We had much hubris to eat, coming as two engineers from big-tech.
We looked down on and disdained writing front-end code. But we did.
We were reluctant to cold call people and hated rejection. But we did.
We were scared, we were anxious, we were tired.
We didn’t want to work so hard for nothing but an idea.
But we did.
We failed and I’m proud that we did.
We’re trying something different now.
DeepDive was a tech-first approach where we started with the technology and tried to find a problem for it. What we’re doing now is the opposite.
We’re working backwards from a problem that we know is real.

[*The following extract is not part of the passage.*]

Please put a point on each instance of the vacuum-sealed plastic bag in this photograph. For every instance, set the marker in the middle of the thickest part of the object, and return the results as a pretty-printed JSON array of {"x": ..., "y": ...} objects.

We’re trying to solve my problem: physical therapy.
I have a long history with physical pain, and though I won’t use this as an opportunity to pitch, it is a problem that I’ve tried desperately to solve on my own terms. And now - we’re building a product to solve it for all.
Thank you for reading my eulogy.
I am sure, in some senses, this may read as trite.
But regardless, the lessons here are those we’ve taken to heart.